Data analysis is run with Snakemake, Python scripts, and bioinformatics tools such as bowtie2. Please ensure that the conda environment is configured correctly (See Python) and that all data files are present and linked correctly to the data/ folder.

Preview (dry-run) the pipeline by running:

snakemake -n

and run the pipeline with:

snakemake

NOTE: bowtie2 usually uses anywhere from 8 – 10 GB of RAM per CPU during the alignment step. If the pipeline includes the alignment step, then only use as many cores as you have RAM / 10. i.e., if your machine has 128 GB RAM, then you can run at most 128 / 10 ~= 12 cores.


About the project

This project is developed by the Vector Engineering Lab:

  • Albert Chen (Broad Institute)
  • Kevin Altschuler
  • Shing Hei Zhan, PhD (University of British Columbia)
  • Alina Yujia Chan, PhD (Broad Institute)
  • Ben Deverman, PhD (Broad Institute)

The manuscript for this project is currently being prepared.

Contact the authors by email: [email protected]

Python/snakemake scripts were run and tested on MacOS 10.15.4 (8 threads, 16 GB RAM), Google Cloud Debian 10 (buster), (64 threads, 412 GB RAM), and Windows 10/Ubuntu 20.04 via. WSL2 (48 threads, 128 GB RAM)

Data enabling COVID CG

We are extremely grateful to the GISAID Initiative and all its data contributors, i.e. the Authors from the Originating laboratories responsible for obtaining the speciments and the Submitting laboratories where genetic sequence data were generated and shared via the GISAID Initiative, on which this research is based.

Elbe, S., and Buckland-Merrett, G. (2017) Data, disease and diplomacy: GISAID’s innovative contribution to global health. Global Challenges, 1:33-46. DOI:10.1002/gch2.1018 PMCID: 31565258

Citing COVID CG

Users are encouraged to share, download, and further analyze data from this site. Plots can be downloaded as PNG or SVG files, and the data powering the plots and tables can be downloaded as well. Please attribute any data/images to covidcg.org.

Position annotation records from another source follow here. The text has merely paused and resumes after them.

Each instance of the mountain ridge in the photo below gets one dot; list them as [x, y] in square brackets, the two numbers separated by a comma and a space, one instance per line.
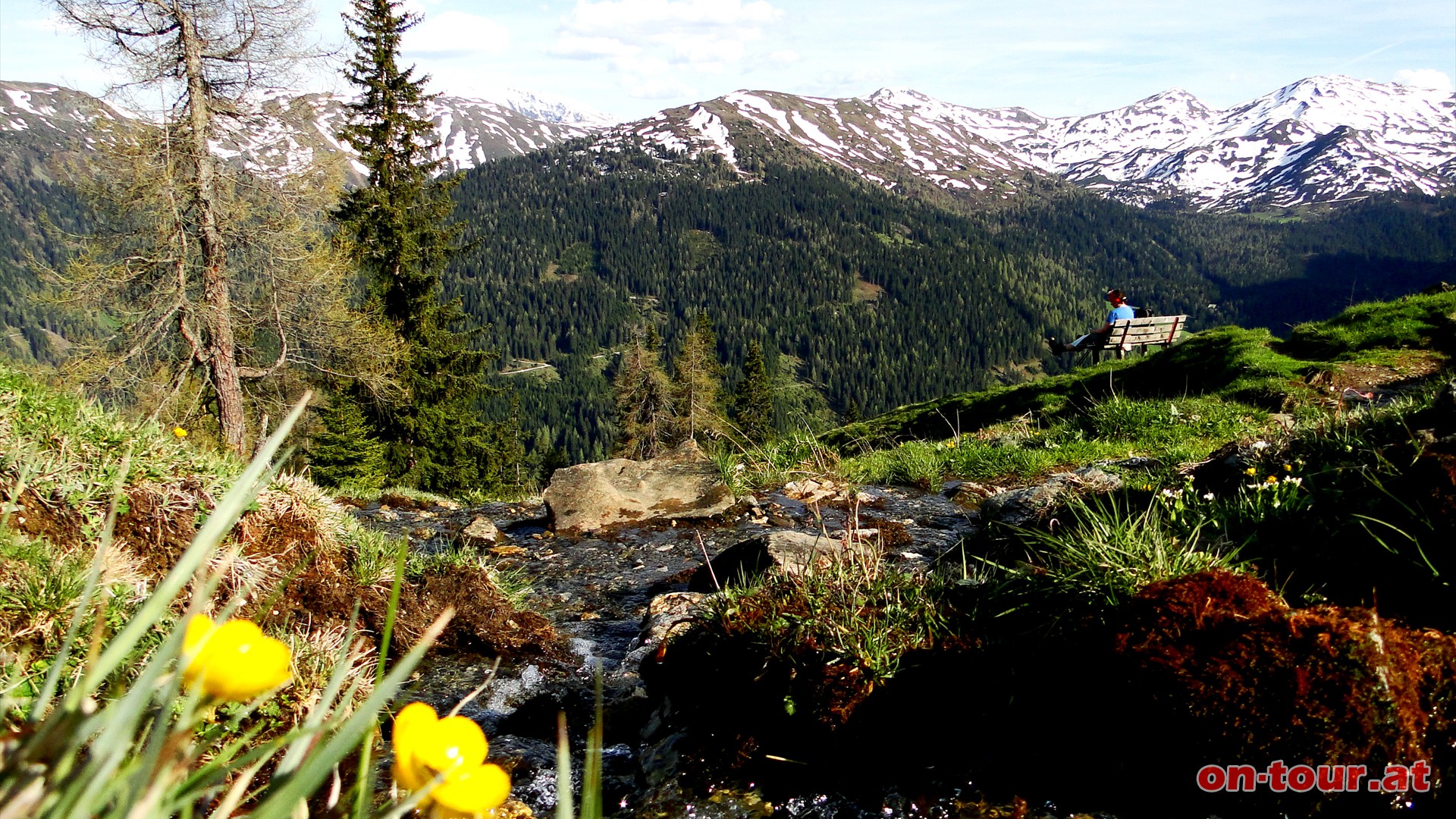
[1316, 142]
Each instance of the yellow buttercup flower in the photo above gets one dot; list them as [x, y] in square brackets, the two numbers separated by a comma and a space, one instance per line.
[234, 661]
[410, 723]
[452, 748]
[472, 792]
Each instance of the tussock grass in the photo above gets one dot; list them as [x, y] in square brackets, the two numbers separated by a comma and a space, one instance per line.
[114, 732]
[772, 464]
[862, 614]
[1225, 363]
[1168, 430]
[1107, 550]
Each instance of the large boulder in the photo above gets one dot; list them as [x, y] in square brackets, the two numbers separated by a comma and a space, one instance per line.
[679, 484]
[792, 553]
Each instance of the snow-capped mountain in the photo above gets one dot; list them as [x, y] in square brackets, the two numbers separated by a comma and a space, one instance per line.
[886, 145]
[1318, 140]
[281, 130]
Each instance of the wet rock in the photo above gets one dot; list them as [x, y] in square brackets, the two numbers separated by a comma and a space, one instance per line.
[792, 553]
[680, 484]
[481, 531]
[1027, 506]
[1263, 681]
[667, 618]
[970, 494]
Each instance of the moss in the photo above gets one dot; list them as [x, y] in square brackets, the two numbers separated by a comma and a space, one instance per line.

Note: When using results from these analyses in your manuscript, ensure that you acknowledge the contributors of data, i.e. We gratefully acknowledge all the Authors from the Originating laboratories responsible for obtaining the speciments and the Submitting laboratories where genetic sequence data were generated and shared via the GISAID Initiative, on which this research is based.

and cite the following reference(s):

Shu, Y., McCauley, J. (2017) GISAID: Global initiative on sharing all influenza data – from vision to reality. EuroSurveillance, 22(13) DOI:10.2807/1560-7917.ES.2017.22.13.30494 PMCID: PMC5388101

License

COVID-19 CG is distributed by an MIT license.

Contributing

Please feel free to contribute to this project by opening an issue or pull request in the GitHub repository.